Bergers landescots.
Imaginez un ancien fond de mer asséché, plat, sablonneux, que l'hiver transforme en marécage; tout couvert, l'été, du tapis ras des bruyères aux jolies clochettes roses ou violettes, de buissons de genêts aux fleurs d'or, qui font sur le sol de grandes taches pourpres et jaunes; ça et là, des bois maigres de grands pins ébranchés au feuillage d'un vert sombre et terne: telle est la Lande gasconne dans la partie aujourd'hui encore restée sauvage.

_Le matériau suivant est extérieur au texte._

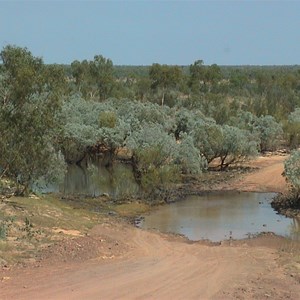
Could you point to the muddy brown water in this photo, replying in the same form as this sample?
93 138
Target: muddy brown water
219 216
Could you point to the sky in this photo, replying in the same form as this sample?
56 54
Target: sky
146 32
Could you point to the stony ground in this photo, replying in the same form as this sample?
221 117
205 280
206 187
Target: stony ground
115 260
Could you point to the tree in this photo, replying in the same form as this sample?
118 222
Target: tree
164 77
94 79
102 72
292 171
28 117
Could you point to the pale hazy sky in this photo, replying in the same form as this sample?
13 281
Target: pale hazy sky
145 32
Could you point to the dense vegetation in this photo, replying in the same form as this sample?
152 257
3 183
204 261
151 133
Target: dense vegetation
172 120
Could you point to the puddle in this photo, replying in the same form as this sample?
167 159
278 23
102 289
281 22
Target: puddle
222 215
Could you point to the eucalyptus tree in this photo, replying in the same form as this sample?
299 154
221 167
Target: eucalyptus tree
237 146
153 153
265 129
164 77
94 79
29 106
292 128
292 171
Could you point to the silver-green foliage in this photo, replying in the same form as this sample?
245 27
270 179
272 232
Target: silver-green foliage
29 124
292 170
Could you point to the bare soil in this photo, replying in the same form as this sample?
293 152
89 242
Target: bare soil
118 261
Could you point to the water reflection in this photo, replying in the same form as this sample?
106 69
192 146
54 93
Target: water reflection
117 180
218 216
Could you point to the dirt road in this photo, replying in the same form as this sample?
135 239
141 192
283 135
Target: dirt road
136 264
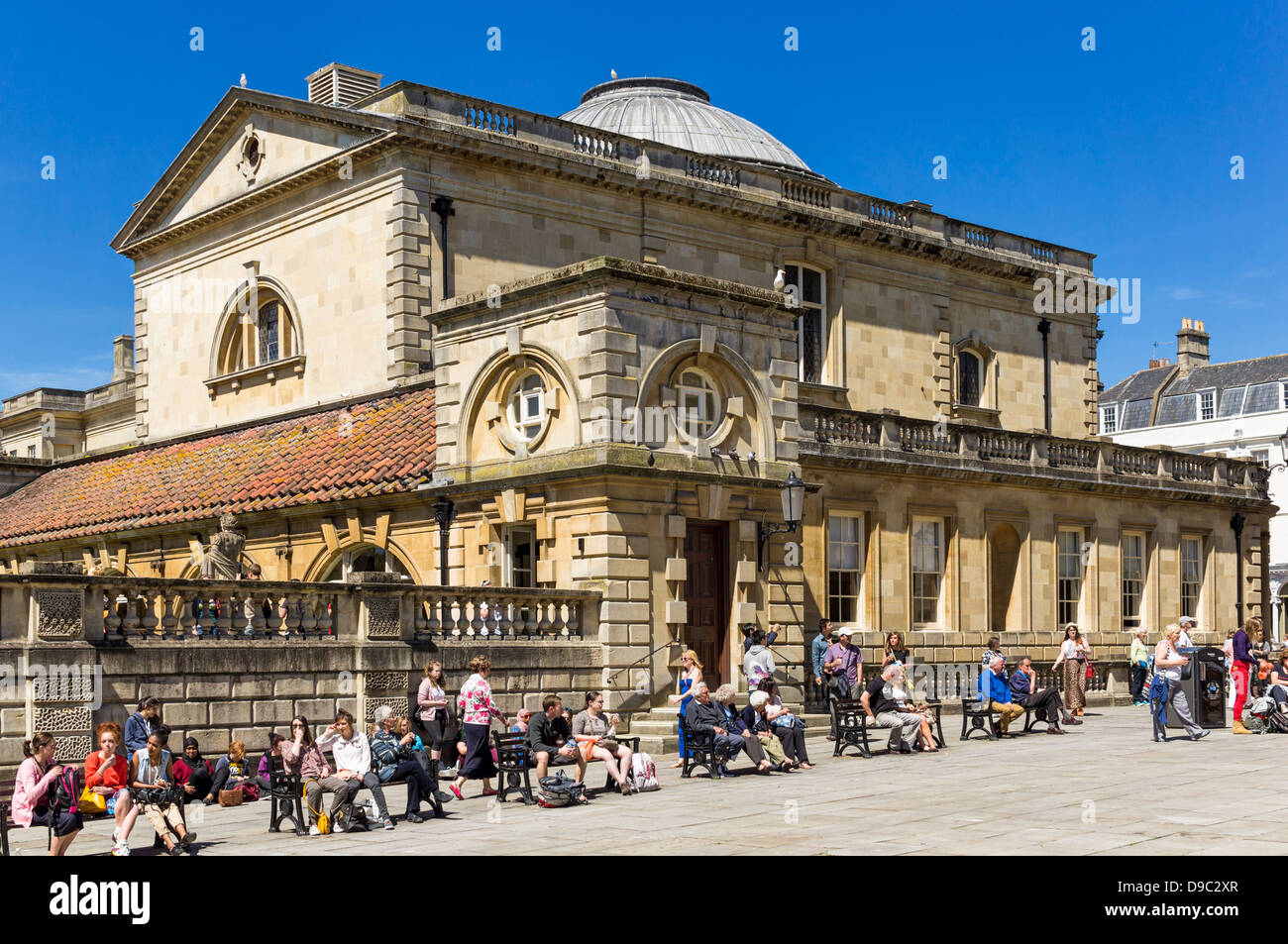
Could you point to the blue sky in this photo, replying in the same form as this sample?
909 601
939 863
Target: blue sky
1124 151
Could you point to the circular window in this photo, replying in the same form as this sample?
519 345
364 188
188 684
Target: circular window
527 406
697 404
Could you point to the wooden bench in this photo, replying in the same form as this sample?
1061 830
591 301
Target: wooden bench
7 818
699 751
850 721
978 716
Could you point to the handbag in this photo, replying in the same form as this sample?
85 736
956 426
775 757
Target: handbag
91 802
231 797
321 818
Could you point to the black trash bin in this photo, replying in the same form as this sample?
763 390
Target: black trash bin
1203 681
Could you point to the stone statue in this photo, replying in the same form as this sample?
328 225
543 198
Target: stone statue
222 559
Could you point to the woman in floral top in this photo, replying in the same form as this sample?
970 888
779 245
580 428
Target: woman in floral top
477 710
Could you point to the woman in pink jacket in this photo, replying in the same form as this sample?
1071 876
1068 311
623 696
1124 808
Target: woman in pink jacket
31 793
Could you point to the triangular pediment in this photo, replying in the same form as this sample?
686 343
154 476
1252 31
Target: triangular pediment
250 142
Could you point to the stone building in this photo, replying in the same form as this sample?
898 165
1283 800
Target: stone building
596 347
1229 408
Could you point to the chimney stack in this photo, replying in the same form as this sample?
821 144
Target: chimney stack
1192 349
342 85
123 357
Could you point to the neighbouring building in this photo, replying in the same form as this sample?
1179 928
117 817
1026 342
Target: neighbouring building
404 334
1233 408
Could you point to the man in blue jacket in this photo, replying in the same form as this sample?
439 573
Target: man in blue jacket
995 690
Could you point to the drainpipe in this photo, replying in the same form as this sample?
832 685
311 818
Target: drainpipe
1044 330
443 207
1236 524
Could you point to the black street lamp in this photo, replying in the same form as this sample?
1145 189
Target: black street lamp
794 500
445 513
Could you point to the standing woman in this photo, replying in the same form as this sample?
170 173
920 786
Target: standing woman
31 793
1138 666
1247 651
477 711
143 723
1074 653
896 651
691 675
432 698
1168 664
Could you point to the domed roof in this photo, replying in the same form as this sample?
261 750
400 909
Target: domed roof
681 115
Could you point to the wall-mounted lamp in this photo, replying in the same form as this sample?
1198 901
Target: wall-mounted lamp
794 500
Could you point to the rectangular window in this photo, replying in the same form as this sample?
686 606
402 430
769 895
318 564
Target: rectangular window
1132 578
1070 575
1192 575
811 325
927 571
520 558
1109 420
844 570
268 348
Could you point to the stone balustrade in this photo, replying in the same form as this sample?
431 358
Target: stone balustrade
47 605
888 437
802 191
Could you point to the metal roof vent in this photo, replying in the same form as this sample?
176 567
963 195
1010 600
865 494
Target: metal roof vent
343 85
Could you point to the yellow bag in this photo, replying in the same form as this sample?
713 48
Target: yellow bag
323 820
91 802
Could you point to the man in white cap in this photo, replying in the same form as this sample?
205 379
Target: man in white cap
842 666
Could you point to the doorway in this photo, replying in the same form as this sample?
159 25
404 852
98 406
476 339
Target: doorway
706 552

Ni champs ni cultures, ni villes ni villages, ni routes ni chemins; à peine des sentiers. Seulement vous pourriez voir, ça et là, isolées ou groupées en petits hameaux à la lisière des bois, des maisonnettes de terre et de branchages, basses sous des toits de roseaux ou d'écorces d'où sort une fumée bleuâtre dont l'odeur résineuse se répand au loin. La population pauvre, rare, disséminée, elle-même quelque peu sauvage comme la bruyère et la pinaie, est fait de résiniers qui vont dans les forêts recueillir la gemme (résine) ruisselant aux troncs blessés des pins, et de bergers qui mènent leurs petits moutons noirs, en grands troupeaux errants, sur la lande immense hérissées de buissons, rudes, épineux, coupée de flaque d'eau.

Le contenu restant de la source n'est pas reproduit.